L'Airbus A321LR, quand un avion conçu pour le moyen-courrier fait un vol de 11h !

Par Fabrice Gliszczynski  |   |  617  mots
(Crédits : DR)
Airbus a réalisé ce vendredi un vol de 10h50 entre les Seychelles et Toulouse avec un A321LR, la version à long rayon d'action du monocouloir de l'avionneur. Les monocouloirs sont généralement utilisés sur les vols moyen-courriers.

De quoi conforter les ambitions d'Airbus de capter une partie du marché long-courrier avec des avions initialement conçus pour faire des vols moyen-courriers. En cours de certification, l'A321 LR (à long rayon d'avion) a effectué ce vendredi un vol sans escale entre les Seychelles et Toulouse (8.300 km, soit 4.500 miles nautiques) en 10h50. L'avion était chargé dans des conditions similaires à un vol commercial puisqu'il transportait en plus des onze techniciens et des cinq membres d'équipage, 165 mannequins, soit l'équivalent de 180 personnes à bord.

Equipé de deux moteurs LEAP du couple Safran-General Electric, l'appareil dispose d'un réservoir supplémentaire pour augmenter son rayon d'action. Grâce à l'installation d'un troisième réservoir, l'A321 LR peut en effet franchir des distances allant jusqu'à 4.000 miles nautiques (7.400 kilomètres), et relier ainsi l'Europe à la côte Est américaine ou les Emirats arabes Unis avec plus de 200 passagers à bord dans une configuration biclasse et 240 dans une version monoclasse. Airbus avance également des liaisons comme Lisbonne-Recife au Brésil, Dubaï-Pékin, Kuala Lumpur-Tokyo ou encore Singapour-Sydney qui n'étaient possibles qu'avec des long-courriers.

L'avion doit obtenir sa certification au deuxième trimestre 2018 pour une entrée en service au quatrième trimestre.

Contournement des hubs

Combinée à des coûts unitaires similaires, voire inférieurs à ceux des gros porteurs, la faible capacité pour le long-courrier que propose ce type d'avion permet d'envisager le développement de manière rentable de lignes long-courriers à faible flux de trafic. Et plus précisément de remplir des vols sans besoin de les alimenter par des passagers en correspondance comme c'est le cas pour les compagnies dites « de réseau » organisées autour de puissants systèmes de hubs, comme Air France ou Lufthansa. Ces vols de point-à-point sont l'apanage des compagnies à bas coûts long-courriers.
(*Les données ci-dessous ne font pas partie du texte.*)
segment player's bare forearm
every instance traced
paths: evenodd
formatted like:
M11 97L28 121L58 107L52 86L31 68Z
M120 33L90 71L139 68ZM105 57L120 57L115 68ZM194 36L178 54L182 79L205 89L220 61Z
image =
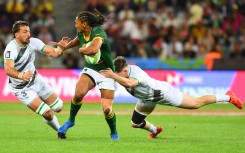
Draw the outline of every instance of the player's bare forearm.
M18 78L18 75L20 73L19 71L15 70L15 68L10 67L6 64L4 64L4 71L8 76L13 77L13 78Z
M121 77L117 75L116 73L114 73L110 68L106 70L100 70L100 74L104 75L107 78L114 79L115 81L117 81L119 84L121 84L122 86L126 88L131 88L131 87L138 85L138 81L135 80L134 78Z
M4 63L4 71L5 73L13 78L21 79L24 81L29 81L30 78L33 77L33 73L30 71L27 72L19 72L14 68L14 63L13 61L6 61Z
M111 78L116 80L119 84L121 84L122 86L124 86L126 88L132 88L132 87L136 86L135 82L134 82L134 80L132 80L132 78L124 78L124 77L121 77L115 73L113 73Z
M61 48L53 48L51 46L46 46L43 50L43 53L49 57L57 58L63 54L63 50Z
M79 45L79 40L78 38L74 38L73 40L69 41L65 46L64 46L64 50L67 50L69 48L73 48Z

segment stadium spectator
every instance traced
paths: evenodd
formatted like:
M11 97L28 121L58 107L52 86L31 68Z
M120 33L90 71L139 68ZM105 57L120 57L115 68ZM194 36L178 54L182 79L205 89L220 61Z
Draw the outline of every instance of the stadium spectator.
M105 17L96 9L93 13L82 11L75 18L75 27L78 31L77 36L66 45L55 43L55 45L59 45L65 50L81 45L79 53L85 56L93 56L99 51L101 53L98 63L89 63L86 61L86 65L76 84L75 95L71 100L70 117L58 130L58 137L60 139L66 139L66 131L75 125L75 117L81 108L84 96L95 86L98 86L101 93L102 110L110 128L110 137L112 140L119 139L116 129L116 114L112 110L115 81L110 78L105 78L98 73L99 70L108 67L114 69L110 44L105 31L101 28L104 22ZM91 44L86 47L87 43Z
M214 48L205 56L204 63L207 70L213 69L214 59L220 59L222 57L222 47L216 44Z
M198 109L212 103L227 102L242 109L242 102L228 90L225 95L204 95L192 97L174 89L171 84L151 78L141 68L128 65L124 57L114 60L115 73L111 69L101 70L100 73L115 79L134 97L138 98L132 115L131 126L150 132L149 138L155 138L162 131L161 126L154 126L145 118L154 111L157 104L171 105L184 109Z

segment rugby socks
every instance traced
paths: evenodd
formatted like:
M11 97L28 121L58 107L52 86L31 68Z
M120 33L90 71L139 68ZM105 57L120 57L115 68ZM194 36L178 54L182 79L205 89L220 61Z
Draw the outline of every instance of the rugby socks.
M106 122L110 127L111 134L117 134L116 128L116 114L112 111L112 113L108 116L105 116Z
M149 131L153 134L157 133L157 127L155 127L153 124L150 125Z
M228 95L215 95L216 103L229 102L230 96Z
M53 120L51 120L51 121L48 121L45 118L43 118L43 119L44 119L45 123L48 124L49 126L51 126L55 131L57 131L60 128L59 121L55 115L53 116Z
M75 122L77 112L80 110L81 106L82 106L82 102L76 103L73 99L71 100L70 117L69 117L69 120L71 122L73 123Z

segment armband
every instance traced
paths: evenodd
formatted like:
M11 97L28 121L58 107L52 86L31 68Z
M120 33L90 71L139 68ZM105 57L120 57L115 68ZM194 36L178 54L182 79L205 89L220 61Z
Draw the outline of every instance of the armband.
M24 73L25 73L25 72L20 72L20 73L18 74L18 78L19 78L19 79L22 79L22 78L23 78Z

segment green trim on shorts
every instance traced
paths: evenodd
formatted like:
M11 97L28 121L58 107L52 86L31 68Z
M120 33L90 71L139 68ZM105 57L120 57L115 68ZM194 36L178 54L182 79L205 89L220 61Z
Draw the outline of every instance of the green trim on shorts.
M41 52L43 52L44 48L46 47L46 45L43 46L43 48L41 49Z
M42 106L40 107L40 109L37 111L37 113L39 114L40 111L42 110L43 106L45 105L45 103L43 102Z
M59 102L59 98L57 98L57 100L52 105L50 105L49 107L50 108L54 107L58 102Z

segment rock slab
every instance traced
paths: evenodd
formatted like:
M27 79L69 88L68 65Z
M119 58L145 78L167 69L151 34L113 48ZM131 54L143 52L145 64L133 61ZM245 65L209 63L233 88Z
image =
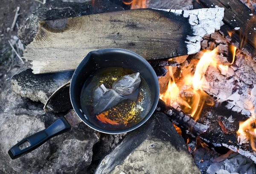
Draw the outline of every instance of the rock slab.
M12 90L22 97L34 101L45 104L51 95L63 84L70 81L73 71L35 75L27 69L12 78ZM47 107L53 112L60 112L72 108L69 87L64 88L51 100Z
M183 138L158 112L101 161L99 174L201 174Z
M12 70L10 73L16 73ZM12 160L9 149L49 126L63 115L45 112L43 104L13 92L10 81L0 94L0 173L86 173L99 133L81 124L55 137L34 151Z

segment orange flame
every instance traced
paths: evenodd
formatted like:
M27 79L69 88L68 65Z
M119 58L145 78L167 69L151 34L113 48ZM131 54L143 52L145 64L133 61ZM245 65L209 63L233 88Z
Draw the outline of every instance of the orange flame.
M236 47L231 45L231 51L232 51L233 59L231 65L233 64L234 62L235 62L235 57L236 57Z
M210 65L217 67L215 57L216 55L217 48L212 51L205 52L198 63L194 76L187 75L184 79L182 86L190 86L189 93L192 95L189 97L183 98L180 95L181 87L179 88L174 80L172 68L169 67L171 79L169 81L166 91L160 95L160 98L172 105L175 102L181 105L182 110L197 120L201 113L204 104L212 105L212 99L203 89L207 88L207 81L204 77L208 67Z
M179 104L191 108L189 105L180 96L180 89L174 81L172 67L169 67L171 79L169 80L167 90L160 95L160 99L170 105L172 105L172 103L176 101Z
M148 8L148 2L147 0L132 0L128 2L127 0L123 0L122 2L125 5L131 5L131 9Z
M244 122L241 122L239 124L239 129L236 132L239 135L238 141L241 144L245 143L250 140L252 149L256 151L256 146L254 140L256 138L256 129L253 127L256 123L255 115L252 117Z

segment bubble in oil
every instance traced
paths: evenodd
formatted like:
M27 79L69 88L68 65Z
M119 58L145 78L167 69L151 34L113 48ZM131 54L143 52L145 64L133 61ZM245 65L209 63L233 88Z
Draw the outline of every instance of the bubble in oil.
M86 80L80 100L82 110L89 121L105 129L119 130L134 126L145 117L151 107L151 94L147 83L141 76L136 101L125 100L102 112L93 114L94 89L102 84L106 87L112 88L112 84L118 78L135 73L127 68L108 67L96 71Z

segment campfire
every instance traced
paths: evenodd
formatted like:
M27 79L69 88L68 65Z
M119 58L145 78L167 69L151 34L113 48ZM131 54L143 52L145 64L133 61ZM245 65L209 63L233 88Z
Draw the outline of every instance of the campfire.
M29 63L33 74L30 71L27 73L27 70L26 73L30 73L31 77L38 77L37 76L44 76L38 74L48 76L55 74L56 72L73 70L81 61L84 61L82 62L84 65L87 64L84 58L87 57L95 61L95 66L93 66L92 70L96 69L97 66L100 66L99 65L107 65L109 61L104 59L104 63L97 62L101 59L99 56L101 53L100 50L110 48L125 49L137 53L146 59L154 69L152 71L156 81L157 78L154 72L158 78L160 93L158 104L157 101L155 103L156 108L154 110L154 107L152 112L152 113L154 112L152 116L153 118L147 122L145 121L146 123L141 127L136 127L137 130L122 135L120 141L111 145L112 151L105 152L105 153L100 151L96 152L103 145L99 143L95 145L92 151L96 155L94 155L94 158L92 154L90 157L94 166L92 165L89 167L94 168L92 170L95 173L110 173L112 171L116 172L113 173L121 173L126 170L124 169L125 168L122 168L122 163L125 163L126 156L130 154L129 157L137 159L137 157L132 156L136 151L144 152L154 146L163 149L169 147L169 144L164 141L158 143L158 141L152 142L152 140L167 139L171 142L175 137L175 140L172 140L173 142L182 141L178 145L174 145L175 149L183 146L182 143L186 144L186 153L188 153L189 157L192 156L197 166L195 169L195 173L199 171L198 168L203 174L228 174L234 171L253 173L256 171L252 164L256 163L256 84L254 84L256 49L254 40L256 36L256 29L254 29L256 23L253 22L256 15L252 9L253 3L248 1L245 5L238 0L228 1L227 3L223 0L197 0L194 1L193 10L183 10L152 7L154 3L151 1L123 0L116 7L112 2L109 5L109 2L93 0L87 4L86 12L81 10L82 12L80 13L76 11L78 10L74 10L73 14L61 14L62 17L56 18L46 16L32 18L33 20L29 18L19 31L20 39L26 45L23 58L31 61ZM45 14L47 14L48 11L55 10L52 4L46 3L45 5L49 6L44 10L46 11ZM75 7L72 8L77 7L73 5ZM238 9L238 6L239 7ZM244 13L241 14L241 11ZM83 15L81 15L81 13L84 13ZM15 50L14 48L12 49ZM100 50L100 53L93 52L98 50ZM90 61L90 59L88 60ZM131 57L127 59L128 60ZM132 64L136 67L139 61L134 62ZM121 63L128 65L127 62L129 63L123 61ZM87 68L87 70L90 68ZM92 72L92 70L85 71L84 74L89 70ZM136 78L138 78L140 74L143 73L139 72L140 70L138 72L133 71L130 75L124 73L122 76L125 79L127 78L126 76L137 74ZM77 76L76 72L73 77ZM45 111L67 113L61 118L65 126L61 131L69 130L71 127L73 129L79 125L81 122L79 118L80 116L76 110L76 106L71 105L70 102L71 100L73 104L72 100L75 100L75 98L71 97L70 100L69 95L70 88L70 91L73 91L72 83L70 86L69 81L71 77L56 78L58 81L61 81L61 85L51 93L45 92L47 93L45 95L41 94L43 89L40 87L35 88L35 90L39 93L38 97L41 98L37 100L34 100L33 96L28 97L28 94L32 90L31 89L22 86L20 81L26 81L27 80L26 78L28 76L22 73L21 75L16 75L12 80L14 92L23 97L45 104L44 109ZM60 76L64 74L62 74L64 73L58 73ZM70 73L73 74L73 72ZM19 76L23 77L21 80ZM147 79L144 80L145 78L142 77L142 81L146 84ZM114 77L110 80L113 81L105 86L101 79L102 84L98 87L99 93L102 90L113 92L112 84L118 83L120 78L118 76ZM55 79L52 81L55 80ZM115 82L116 80L117 82ZM95 81L96 84L98 82ZM117 111L119 108L115 107L116 104L111 104L111 104L111 107L109 107L108 105L104 109L99 109L93 121L99 123L101 129L97 129L93 123L87 124L86 121L90 121L90 118L88 118L86 112L80 109L85 121L81 120L91 128L99 131L95 134L101 138L102 142L105 140L102 138L105 139L108 135L99 132L113 134L115 132L108 131L113 128L116 131L119 131L119 129L121 127L123 129L131 128L131 130L123 132L118 132L126 133L133 130L133 126L143 120L144 118L137 119L134 116L134 113L145 109L145 106L146 105L142 99L146 95L139 90L138 85L139 84L137 87L139 92L137 91L137 93L140 97L138 98L141 104L137 107L137 110L127 109L127 106L124 106L124 113L128 113L125 118L125 114L120 114ZM94 87L91 87L92 89ZM93 92L93 95L95 93ZM149 96L147 93L146 94ZM122 95L122 97L124 97ZM97 101L99 102L95 103L97 103L97 105L102 105L103 103L99 101L103 100L101 99L103 98L99 98ZM61 102L58 100L61 100ZM86 100L86 102L90 100ZM122 100L120 101L123 101ZM134 104L131 104L131 107L136 104L136 100L133 101ZM63 103L64 106L62 106L61 109L56 109L55 105L59 103ZM114 108L113 112L107 110L111 108ZM150 109L148 108L148 110ZM110 113L112 114L111 117ZM168 118L165 120L163 118ZM128 127L130 120L134 120L136 123ZM165 125L164 122L167 123ZM166 128L169 122L170 124ZM174 135L171 132L173 127L176 134ZM177 134L175 130L179 135L177 136L175 135ZM162 138L162 136L164 136L164 138ZM158 138L158 136L160 138ZM20 140L19 139L17 141ZM17 147L20 149L23 143ZM29 147L31 145L29 142L28 144ZM134 144L136 145L134 147L134 147ZM98 146L99 148L97 149ZM172 146L170 147L172 149ZM131 150L131 148L134 149ZM121 153L122 153L122 149L128 149L128 152L125 152L126 156L123 158L123 154ZM192 156L187 152L188 150ZM9 151L9 154L12 158L16 158L12 156L13 154L10 154L10 152L12 152ZM164 152L163 153L169 154L168 151ZM144 157L147 157L145 158L151 157L150 155L146 156L149 154L151 153L144 154ZM82 158L85 158L84 156ZM132 163L132 160L128 158L125 158L125 161ZM119 160L122 160L122 163ZM238 164L236 166L235 161ZM109 164L114 165L106 167ZM242 167L239 168L239 166Z

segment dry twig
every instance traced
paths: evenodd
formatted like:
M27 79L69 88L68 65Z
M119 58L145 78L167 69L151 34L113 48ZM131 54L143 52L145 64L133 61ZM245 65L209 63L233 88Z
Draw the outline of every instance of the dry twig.
M15 13L15 16L14 16L14 19L13 19L13 22L12 22L12 27L11 27L11 30L12 31L14 28L14 27L15 26L15 24L16 24L16 21L17 20L18 16L19 16L19 15L20 15L20 14L18 13L19 13L19 11L20 11L20 7L17 7L17 9L16 9L16 11Z
M12 46L12 45L11 43L11 42L10 42L9 40L8 40L8 42L9 42L9 44L10 44L11 47L12 47L12 50L14 51L15 53L16 54L16 55L19 58L19 59L20 59L20 61L21 61L22 64L24 64L24 61L23 61L23 60L22 60L21 57L20 57L20 56L19 55L19 54L18 54L18 53L17 53L17 52L16 51L16 50L15 50L15 49L14 48L14 47L13 47L13 46Z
"Aujourd'hui, pour des missions de 10 heures, on exploite des avions bi-couloir (long-courrier, ndlr). "L'A321LR va permettre de desservir des nouvelles destinations pour un moyen-courrier, d'ouvrir des marchés qui n'existaient pas jusque-là, ajoute-t-il. On connaît le Paris-New York, mais on ne conçoit pas le Bordeaux-Baltimore. Un moyen-courrier peut ouvrir des routes secondaires qui ne seraient pas exploitables avec un long-courrier. Cela intéresse autant les compagnies low-cost que les compagnies traditionnelles.souligne Joaquin Toro-Pietro, responsable des études marketing et en charge des relations clients chez Airbus.

Des précédents mais différents

L'A321LR n'est pas le premier monocouloir à effectuer des vols long-courriers. Dans sa catégorie de sièges, les compagnies américaines utilisent depuis une dizaine d'années sur certaines routes transatlantiques des B757-200, un appareil qui avait été conçu initialement pour relier les Etats-Unis à Hawaï ou pour effectuer des vols entre la côte Est et la côte Ouest (« coast-to-coast »). Par ailleurs, depuis une quinzaine d'années, des B737 ou des A319 ont quant à eux été utilisés pour des vols long-courriers « courts » mais dans une configuration 100% classe affaires (Lufthansa en 2003, Air France vers les destinations pétrolières, British Airways et Qatar Airways aujourd'hui). Avec très peu de sièges à bord, ces avions affichent des coûts aux sièges sont aux antipodes de ceux espérés pour faire du low-cost.

L'A321 LR ajoute une corde à l'arc de l'A321 dont le succès en agace Boeing. Si ce dernier a lancé le B737 MAX-10 pour contrer l'A321Neo, il n'a pas encore lancé une version long-courrier. Une telle offre sur le long-courrier devrait en fait venir du lancement d'un nouvel appareil d'une capacité allant de 220 à 260 sièges disposant d'un rayon d'action d'au moins 4.000 miles nautiques. Boeing travaille en effet sur ce concept. Mais un tel avion n'est pas prévu avant les années 2024-2025.